Sjögren’s is classified as either primary or secondary, depending on whether it appears as an isolated illness or follows another autoimmune disease, such as rheumatoid arthritis or systemic lupus erythematous. A third dose also is recommended for Sjögren’s patients who have a second condition that could compromise immunity.

This includes those who are being treated for cancer, including: lymphoma, but excluding excisional treatment for non-melanoma skin cancers; solid organ transplant recipients who require ongoing immunosuppressive therapy; and patients who have undergone CAR-T cell or hematopoietic stem cell transplant within the past two years, or who are receiving long-term immunosuppressive therapy.

It also includes those with a moderate or severe primary immunodeficiency disorder, including combined variable immunodeficiency, and advanced or untreated HIV infection.
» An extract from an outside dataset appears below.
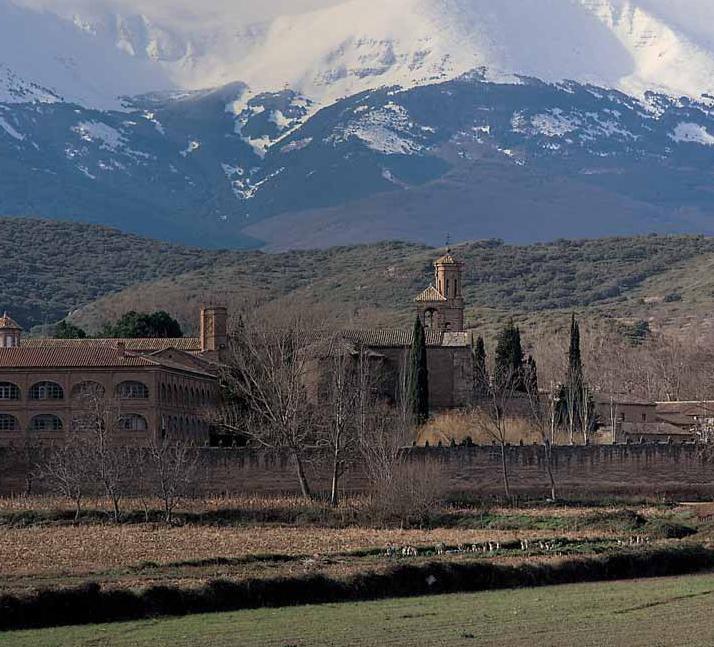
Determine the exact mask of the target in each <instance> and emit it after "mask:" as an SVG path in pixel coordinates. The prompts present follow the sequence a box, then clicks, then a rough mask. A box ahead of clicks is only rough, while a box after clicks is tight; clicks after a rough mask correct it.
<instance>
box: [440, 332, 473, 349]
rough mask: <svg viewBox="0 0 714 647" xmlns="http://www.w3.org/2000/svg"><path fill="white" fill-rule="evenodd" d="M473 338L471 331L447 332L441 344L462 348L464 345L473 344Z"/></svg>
mask: <svg viewBox="0 0 714 647" xmlns="http://www.w3.org/2000/svg"><path fill="white" fill-rule="evenodd" d="M471 340H472V335H471V333H470V332H445V333H444V337H443V339H442V342H441V345H442V346H450V347H456V348H461V347H462V346H471Z"/></svg>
The Sjögren’s Foundation notes that hydroxychloroquine (Plaquenil) is not considered an immunosuppressive. So, those who receive such treatment do not need a third vaccine dose if they are not taking any of the above medications and do not have one of the listed secondary conditions.

The preference is for the third-dose vaccine to be the same type as the two received previously.

While patients need no verification by physicians of their immunocompromised status to receive the third shot, they should discuss any uncertainties with their healthcare team. Also, those who are being treated with immunosuppressive medications should ask their doctor whether they should halt these treatments temporarily before, or immediately after, receiving the third dose.

Because immunocompromised individuals remain at risk of COVID-19, even after a third dose, it is recommended that they wear a mask, remain six feet away from others, wash hands often, and clean and disinfect surfaces, the foundation noted.